We have calculated the performance of our scoring method using patch and cluster analysis as discussed in the previous sections. The performance of the method is based on the size of the patch or cluster used in the scoring function to predict the interface residues on the protein surface (Fig. 4a,b). The overall accuracy of the method was found to be about ~70% when tested against the training and test data set. For smaller protein interfaces it has been shown that hydrophobic nature of amino acid residues plays an important role in binding protein interfaces together while for large interfaces both polar and hydrophobic residues contribute largely [3, 40]. Each patch or cluster on the protein surface contains approximately two to four amino acid residues if the size of the protein is small and four to eight residues if the size of protein is large. Empirically we find that in practice we achieve a good balance between precision and sensitivity by choosing the number of clusters to be eight and the patch size to be 12 Å, Fig. 4a,b. Patches or clusters predicted on the protein surface may include the residues present in close vicinity of the interface residues. In some cases we also observed that a high ranking cluster contained residues close to the interface. These residues can play an important role in stabilizing the protein interfaces.

Fig. 4
Prediction accuracy for training and test data set obtained from a) cluster analysis and b) patch analysis

In our study, we have found that most of the predicted residues were either present in the actual interface or close to the interface residues as shown in the following examples. Our analysis shows that the characteristic of the interacting sites also depend on the nature of interacting residues as well on the geometry of the protein surface because the geometry of the protein surface carries more information about its function at the molecular level. The performance of the prediction method can be increased by including the environment of the residue at the interface which may varies from protein to protein [31]. Since a limited number of methods are available online [23, 41, 42, 44], we hope the method described here will provide users a new interface to predict the functional sites on the protein surface based on the structural information of the protein only. In our future work we are also planning to introduce the role of five amino acid descriptors in the scoring function and compare the performance of our prediction method against other available methods.

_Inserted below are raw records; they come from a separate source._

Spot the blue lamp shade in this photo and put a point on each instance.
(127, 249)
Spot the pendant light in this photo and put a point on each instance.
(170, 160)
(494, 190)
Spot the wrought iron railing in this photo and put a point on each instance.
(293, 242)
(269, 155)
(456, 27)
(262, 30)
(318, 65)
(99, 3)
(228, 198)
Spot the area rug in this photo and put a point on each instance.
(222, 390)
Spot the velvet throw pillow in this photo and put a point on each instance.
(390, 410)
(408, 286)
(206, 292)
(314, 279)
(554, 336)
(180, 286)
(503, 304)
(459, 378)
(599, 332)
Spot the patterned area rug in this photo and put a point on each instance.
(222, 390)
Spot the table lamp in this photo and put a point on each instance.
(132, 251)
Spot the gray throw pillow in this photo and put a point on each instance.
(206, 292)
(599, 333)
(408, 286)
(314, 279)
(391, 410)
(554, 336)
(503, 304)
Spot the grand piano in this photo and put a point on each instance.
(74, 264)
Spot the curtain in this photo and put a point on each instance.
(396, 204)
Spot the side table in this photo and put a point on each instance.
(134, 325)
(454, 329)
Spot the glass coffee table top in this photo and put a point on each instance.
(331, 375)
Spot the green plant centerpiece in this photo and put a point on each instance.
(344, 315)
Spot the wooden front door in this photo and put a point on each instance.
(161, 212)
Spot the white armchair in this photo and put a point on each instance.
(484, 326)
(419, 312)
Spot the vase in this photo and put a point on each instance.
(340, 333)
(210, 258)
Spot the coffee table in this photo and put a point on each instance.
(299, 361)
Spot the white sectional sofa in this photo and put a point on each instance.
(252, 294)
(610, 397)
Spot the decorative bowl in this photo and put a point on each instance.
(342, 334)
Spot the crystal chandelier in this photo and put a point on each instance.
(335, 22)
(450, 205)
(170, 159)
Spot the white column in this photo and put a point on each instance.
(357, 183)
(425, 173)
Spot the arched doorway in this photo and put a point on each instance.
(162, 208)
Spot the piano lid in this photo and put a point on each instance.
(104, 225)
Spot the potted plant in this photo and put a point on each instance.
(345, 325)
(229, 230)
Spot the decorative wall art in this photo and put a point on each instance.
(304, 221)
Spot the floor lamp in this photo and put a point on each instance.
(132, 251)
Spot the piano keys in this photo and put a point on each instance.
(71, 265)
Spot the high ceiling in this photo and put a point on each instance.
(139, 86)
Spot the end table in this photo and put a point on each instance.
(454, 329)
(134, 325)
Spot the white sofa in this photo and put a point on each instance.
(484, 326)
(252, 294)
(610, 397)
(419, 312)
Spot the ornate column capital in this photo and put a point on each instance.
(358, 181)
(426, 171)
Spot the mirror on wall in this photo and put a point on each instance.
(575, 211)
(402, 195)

Comparison of the predicted and observed interface for a dimeric ATPase

The crystal structure of the dimeric ATPase MJ0577 of the hyperthermophile Methanococcus jannaschii (PDB id: 1MJH) consists of a five stranded parallel beta sheet and two helices on each side of the beta sheet [63]. The crystal structure of the protein shows different ATP binding motifs that are shared among many homologous protein of this family. The amino acid residues present at the actual protein interface are calculated by a change in ASA and shown by blue color in the protein surface, Fig. 5a. The amino acid residues predicted by clustering and patch analysis are shown by red and yellow color in protein surface, Fig. 5b,c. In case of 1MJH, the extra prediction comes from the cluster number 9 (contain residue V66, E67, E70, N71, L73, having interface score 1.04 and surface score 0.99 calculated by Eq. (7)) and cluster number 10 (contain residue no: T30, L31, K32, A33, Interface score=1.01 and surface score=1.00). Based on the scoring scheme, one can predict these two clusters as part of protein interface or the part of protein surface. Therefore, if we exclude these two clusters as part of the predicted protein interface, than we have found that the predicted residues are located in the same region of the actual dimeric interface, Fig. 5. However, the amino acid residues in these two clusters may involved in interactions with some other proteins.

Fig. 5
Comparison of the actual and predicted residues in ATPase using InterProSurf. a) Actual interface residues present in crystal interface (blue). b) Predicted residues using cluster analysis (red). c) Predicted residues by patch analysis (yellow)

We tested the performance of InterProSurf method against two previously published popular methods: ProMate [42] and ConSurf [41] by analyzing the interface residues in the dimeric structure of ATPase. First, we determined the experimentally observed interface residues by calculating the change in the solvent accessible surface area of amino acid residues upon complexation as described in the methods section. These interface residues were then compared with the residues predicted by the InterProSurf, ProMate and ConSurf webservers using default parameters (Fig. 6). All methods predict the experimentally observed interface to some extent, however, the predictions are far from perfect. Most high scoring residues of InterProSurf are within the observed interface regions. In practice it might be useful to use a consensus prediction to improve the prediction, as the basis for the three prediction methods implemented in InterProSurf, ProMate and ConSurf are different.

Fig. 6
Comparison of interface residues predicted for ATPase using the web servers InterProSurf, ProMate and ConSurf. The experimentally observed interface residues are shown in dashed lines while the predicted residues are shown as solid lines. High scoring ...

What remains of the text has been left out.